DoyleS over 1 year ago
I'm in this position at the moment and I agree with stuart1064's views.

Everyone you contact, including my accountant, has a different perspective and you're given a variety of answers to a simple question. I don't know if this is overly simplistic, but I find the "wizard" on the licensing portal really helpful. Could something like that be setup so that you can add your industry etc and answers to the above questions (and others) and it will generate the batch of documents you need to read and the best people / agencies for you to speak with.

I also agree that even as the first callers, you're on hold for an extended period of time which makes it very difficult. I appreciate staffing limits however an online chat function would make it easier to go about business whilst waiting for your turn.
Robyn over 1 year ago
Problem is that most employment related questions have to be answered with "it depends" because of the complex rules that have been put in place, either to protect employees from being treated unfairly by employers or to protect the Revenue from people operating outside the rules. Small businesses should be able to access a one stop shop to find out what ALL the requirements are, not just Commonwealth laws but State too. And small businesses should not be expected to know what questions to ask!

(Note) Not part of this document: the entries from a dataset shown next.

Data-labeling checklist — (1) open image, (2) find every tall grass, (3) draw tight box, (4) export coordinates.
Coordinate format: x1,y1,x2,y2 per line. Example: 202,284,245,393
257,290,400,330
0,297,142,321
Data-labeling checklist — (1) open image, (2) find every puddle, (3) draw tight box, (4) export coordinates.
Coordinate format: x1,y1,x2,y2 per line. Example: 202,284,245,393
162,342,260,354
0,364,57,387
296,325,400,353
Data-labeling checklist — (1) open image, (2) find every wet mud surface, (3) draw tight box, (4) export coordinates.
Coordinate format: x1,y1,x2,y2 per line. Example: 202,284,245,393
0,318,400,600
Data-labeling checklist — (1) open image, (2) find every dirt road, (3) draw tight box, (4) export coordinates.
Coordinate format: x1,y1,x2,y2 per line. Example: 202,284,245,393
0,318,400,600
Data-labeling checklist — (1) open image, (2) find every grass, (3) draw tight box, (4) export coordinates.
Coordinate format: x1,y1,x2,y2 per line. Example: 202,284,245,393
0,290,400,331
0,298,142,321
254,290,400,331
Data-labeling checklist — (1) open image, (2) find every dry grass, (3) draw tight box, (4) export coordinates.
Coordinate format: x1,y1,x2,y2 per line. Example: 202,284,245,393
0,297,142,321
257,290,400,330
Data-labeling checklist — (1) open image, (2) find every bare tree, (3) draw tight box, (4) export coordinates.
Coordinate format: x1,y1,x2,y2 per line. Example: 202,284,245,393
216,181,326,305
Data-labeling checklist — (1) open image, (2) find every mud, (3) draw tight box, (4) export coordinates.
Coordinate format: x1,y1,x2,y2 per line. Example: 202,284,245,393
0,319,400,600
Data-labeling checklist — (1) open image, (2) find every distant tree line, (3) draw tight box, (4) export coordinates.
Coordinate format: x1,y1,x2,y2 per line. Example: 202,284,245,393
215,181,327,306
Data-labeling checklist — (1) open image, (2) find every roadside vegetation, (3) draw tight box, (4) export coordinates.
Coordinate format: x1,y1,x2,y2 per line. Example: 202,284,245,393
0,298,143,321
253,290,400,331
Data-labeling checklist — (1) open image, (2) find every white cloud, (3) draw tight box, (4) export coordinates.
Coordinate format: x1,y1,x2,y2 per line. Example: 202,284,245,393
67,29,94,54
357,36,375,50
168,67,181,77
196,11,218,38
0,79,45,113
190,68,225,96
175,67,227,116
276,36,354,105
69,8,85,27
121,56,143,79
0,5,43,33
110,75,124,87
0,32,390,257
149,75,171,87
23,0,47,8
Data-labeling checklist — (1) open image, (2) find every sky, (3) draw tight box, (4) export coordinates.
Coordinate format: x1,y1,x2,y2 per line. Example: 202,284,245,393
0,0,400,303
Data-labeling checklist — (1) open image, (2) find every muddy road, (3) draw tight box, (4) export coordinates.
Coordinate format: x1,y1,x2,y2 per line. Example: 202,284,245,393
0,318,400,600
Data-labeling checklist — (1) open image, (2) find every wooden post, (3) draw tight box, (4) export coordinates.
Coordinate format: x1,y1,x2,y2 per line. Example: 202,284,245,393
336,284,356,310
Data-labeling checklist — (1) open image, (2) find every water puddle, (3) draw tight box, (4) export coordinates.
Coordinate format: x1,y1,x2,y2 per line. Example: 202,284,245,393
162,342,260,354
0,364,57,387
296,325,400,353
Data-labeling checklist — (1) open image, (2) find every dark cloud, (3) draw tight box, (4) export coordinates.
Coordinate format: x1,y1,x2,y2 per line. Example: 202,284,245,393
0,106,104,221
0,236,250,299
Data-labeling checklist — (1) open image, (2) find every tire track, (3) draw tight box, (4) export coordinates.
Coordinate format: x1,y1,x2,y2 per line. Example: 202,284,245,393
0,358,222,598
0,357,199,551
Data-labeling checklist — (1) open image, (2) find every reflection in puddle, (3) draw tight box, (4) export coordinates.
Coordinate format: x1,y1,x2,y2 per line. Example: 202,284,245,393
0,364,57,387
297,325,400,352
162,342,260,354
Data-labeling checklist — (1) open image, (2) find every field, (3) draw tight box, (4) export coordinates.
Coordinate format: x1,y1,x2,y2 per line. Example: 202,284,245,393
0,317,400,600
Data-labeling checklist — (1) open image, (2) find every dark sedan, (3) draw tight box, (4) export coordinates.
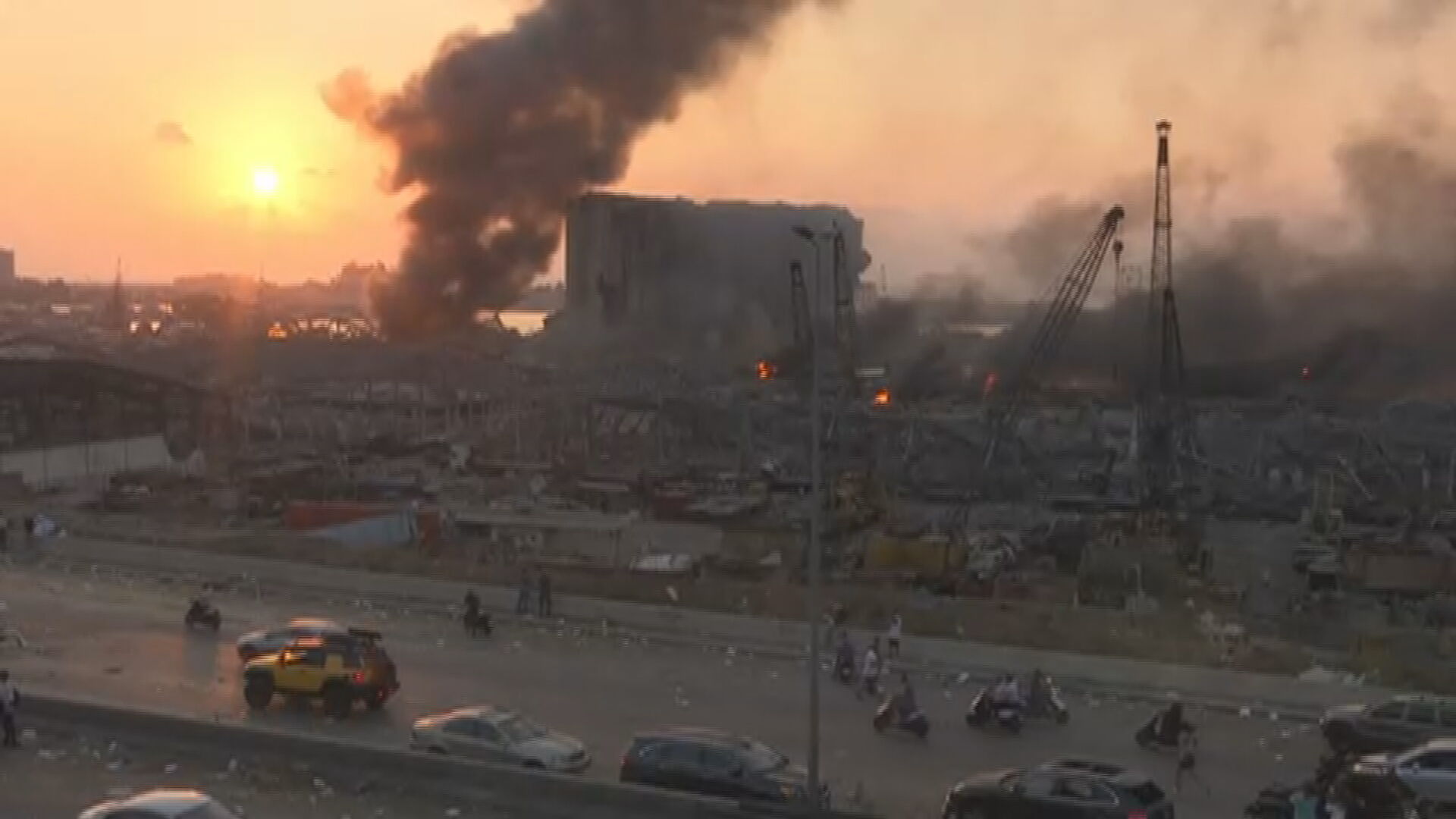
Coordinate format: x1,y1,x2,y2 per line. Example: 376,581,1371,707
942,759,1174,819
620,729,828,805
1320,697,1456,754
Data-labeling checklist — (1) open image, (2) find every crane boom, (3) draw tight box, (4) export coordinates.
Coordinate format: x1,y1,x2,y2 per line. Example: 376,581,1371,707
984,206,1125,466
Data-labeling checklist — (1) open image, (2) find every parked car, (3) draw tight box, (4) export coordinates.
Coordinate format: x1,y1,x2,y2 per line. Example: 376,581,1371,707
942,759,1174,819
620,729,828,805
237,617,350,663
1320,697,1456,754
80,790,237,819
1347,739,1456,814
410,705,592,774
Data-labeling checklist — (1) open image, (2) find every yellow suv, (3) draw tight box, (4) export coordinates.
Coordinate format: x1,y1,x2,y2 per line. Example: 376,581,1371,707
243,628,399,720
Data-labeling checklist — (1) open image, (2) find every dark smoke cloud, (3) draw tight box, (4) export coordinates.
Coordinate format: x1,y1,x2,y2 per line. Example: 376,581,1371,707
1005,114,1456,397
323,0,833,337
1370,0,1456,46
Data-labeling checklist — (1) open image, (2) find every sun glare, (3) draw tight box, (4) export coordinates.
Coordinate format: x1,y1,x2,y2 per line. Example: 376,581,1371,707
253,168,278,199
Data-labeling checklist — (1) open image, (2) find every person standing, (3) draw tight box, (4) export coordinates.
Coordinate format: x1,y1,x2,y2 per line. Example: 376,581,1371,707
855,637,881,699
1174,727,1213,794
516,566,532,617
885,612,904,661
536,568,552,617
0,669,20,748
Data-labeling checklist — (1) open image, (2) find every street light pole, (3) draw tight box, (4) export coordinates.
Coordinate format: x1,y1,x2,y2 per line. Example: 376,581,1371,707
793,226,824,811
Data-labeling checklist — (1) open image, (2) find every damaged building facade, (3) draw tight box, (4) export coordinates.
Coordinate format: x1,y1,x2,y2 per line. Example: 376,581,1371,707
566,193,869,356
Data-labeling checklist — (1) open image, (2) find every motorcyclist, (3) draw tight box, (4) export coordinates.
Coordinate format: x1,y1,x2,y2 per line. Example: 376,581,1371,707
187,588,217,617
890,672,920,723
1027,669,1051,714
1157,702,1194,745
992,675,1027,708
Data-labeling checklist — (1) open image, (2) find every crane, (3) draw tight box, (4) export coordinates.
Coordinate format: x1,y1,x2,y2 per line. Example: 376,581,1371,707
984,206,1125,468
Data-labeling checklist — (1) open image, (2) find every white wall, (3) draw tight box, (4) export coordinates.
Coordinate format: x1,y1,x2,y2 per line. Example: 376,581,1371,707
0,435,179,490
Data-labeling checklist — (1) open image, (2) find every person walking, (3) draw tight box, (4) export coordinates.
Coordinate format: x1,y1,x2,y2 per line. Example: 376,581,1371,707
855,637,881,699
516,566,532,617
536,568,552,617
885,612,905,661
0,669,20,748
1174,726,1213,794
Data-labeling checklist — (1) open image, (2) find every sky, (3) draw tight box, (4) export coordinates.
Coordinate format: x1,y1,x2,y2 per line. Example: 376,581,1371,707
0,0,1456,287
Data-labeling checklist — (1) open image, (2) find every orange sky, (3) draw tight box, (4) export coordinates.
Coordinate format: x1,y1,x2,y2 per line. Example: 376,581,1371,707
0,0,1456,293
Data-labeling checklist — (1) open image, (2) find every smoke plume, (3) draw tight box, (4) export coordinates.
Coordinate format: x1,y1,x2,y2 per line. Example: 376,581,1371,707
323,0,824,338
990,109,1456,397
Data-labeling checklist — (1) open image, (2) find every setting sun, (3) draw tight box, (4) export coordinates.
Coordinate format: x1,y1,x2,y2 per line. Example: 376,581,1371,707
253,168,278,198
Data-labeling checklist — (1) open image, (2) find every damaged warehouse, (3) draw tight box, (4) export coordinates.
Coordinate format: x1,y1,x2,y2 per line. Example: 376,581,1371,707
563,193,869,357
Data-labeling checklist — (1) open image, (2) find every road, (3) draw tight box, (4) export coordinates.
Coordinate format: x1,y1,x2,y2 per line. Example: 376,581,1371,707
0,720,500,819
0,559,1320,819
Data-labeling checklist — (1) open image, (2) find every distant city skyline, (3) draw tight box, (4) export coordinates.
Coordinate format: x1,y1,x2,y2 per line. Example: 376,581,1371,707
0,0,1456,300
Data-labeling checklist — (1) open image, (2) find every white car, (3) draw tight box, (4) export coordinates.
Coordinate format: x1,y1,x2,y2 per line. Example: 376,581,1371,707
1350,739,1456,808
410,705,592,774
237,617,350,663
80,790,237,819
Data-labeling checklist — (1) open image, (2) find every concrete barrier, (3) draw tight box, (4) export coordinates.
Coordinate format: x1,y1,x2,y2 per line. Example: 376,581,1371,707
22,694,872,819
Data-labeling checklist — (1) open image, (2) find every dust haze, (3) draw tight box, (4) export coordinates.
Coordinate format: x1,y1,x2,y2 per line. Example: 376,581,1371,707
926,0,1456,397
323,0,826,338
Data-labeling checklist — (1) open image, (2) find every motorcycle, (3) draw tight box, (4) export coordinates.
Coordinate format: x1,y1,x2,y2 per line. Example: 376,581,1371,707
182,601,223,631
874,701,930,739
1244,784,1423,819
1133,713,1191,752
834,648,855,685
1027,682,1072,726
460,609,494,637
965,691,1025,733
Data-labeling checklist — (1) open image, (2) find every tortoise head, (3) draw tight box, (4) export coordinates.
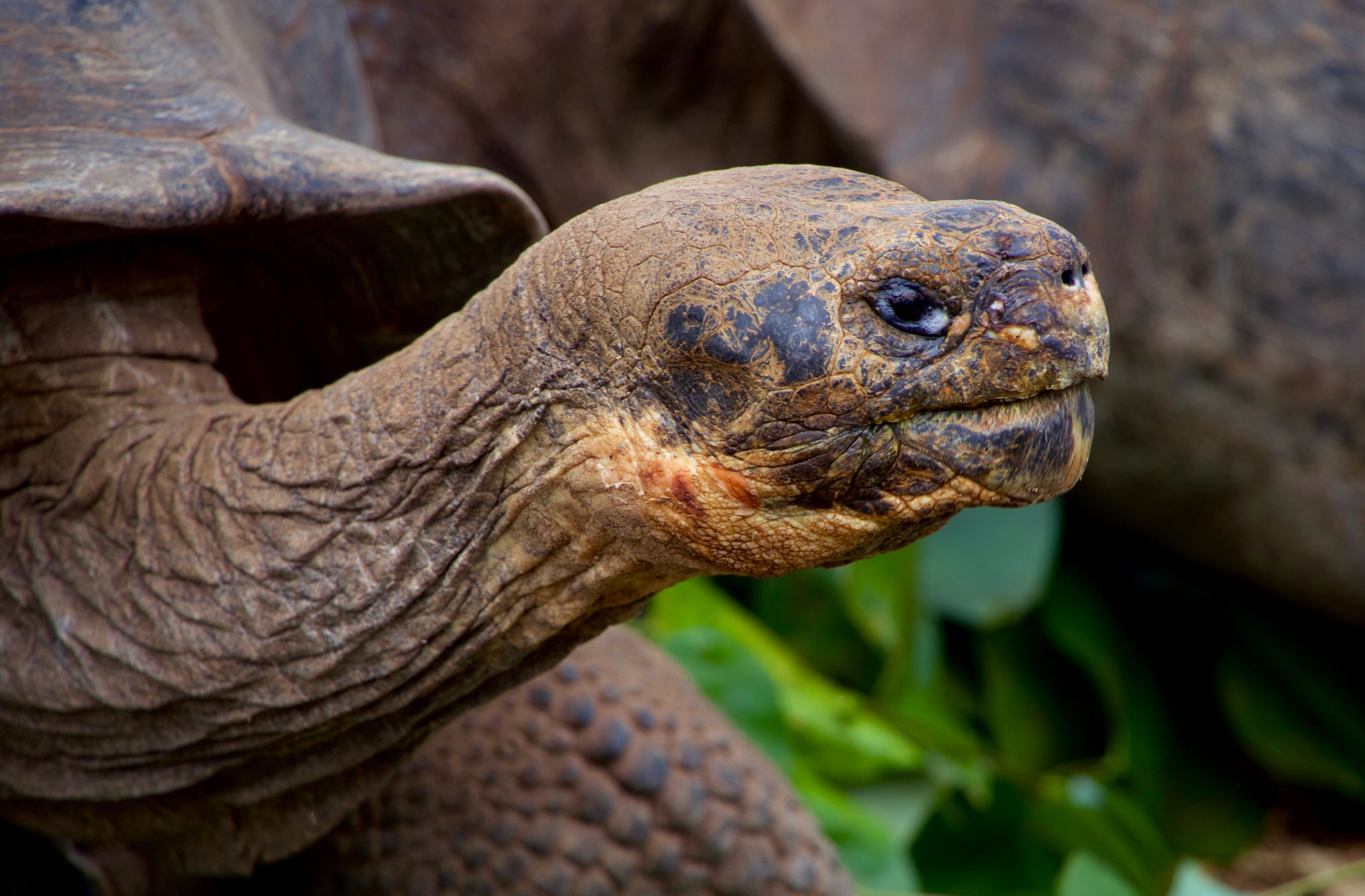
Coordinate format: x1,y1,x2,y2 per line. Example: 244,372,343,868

Tiffany Waters, ATO over 1 year ago
Thanks Robyn,
Is this something that gets easier as you gain more experience taking on employees? Do we need to do something different for employers new to this vs more experienced employers?
Robyn over 1 year ago
New employers would only need to do certain things once, eg register for PAYGW, whereas existing employers would already have this in place and just need to add a new employee in compliance with the current requirements at the time. For an existing employer, even if you can remember what you did last time you hired someone, which could be months ago, you still also need to know what are the current requirements at any given time (because what you did last time might no longer be correct given changes). As the rules keep changing, it is always a challenge knowing what to do, especially when you don't know what questions to ask. I like the "wizard" suggestion by DoyleS. Perhaps the first question should be "Are you already established as an employer?", and then if you answer yes, the questions about initial setup as an employer are bypassed.
Tiffany Waters, ATO over 1 year ago
Great ideas - thanks Robyn
Tiffany Waters, ATO over 1 year ago
Thank you for your insights and ideas. This information will help the squad understand the problems small business face on this topic and how you think we should fix it. Please keep sharing your insights and ideas.
BroadbandConsultant over 1 year ago
The onerous overheads and liabilities that go with employment mean that there is a bit of a "no man's land" between a one-person operation and an operation of (probably) 8-10 people or more where the overheads can be amortised over a reasonable base of activity.
Peter.Fisher 7 over 1 year ago
I think the current complexities associated with taking on new employees would be simplified by a "one-stop-shop" which amalgamated the various departments concerned with a step-by-step questionnaire to guide small business operators through the employment maze.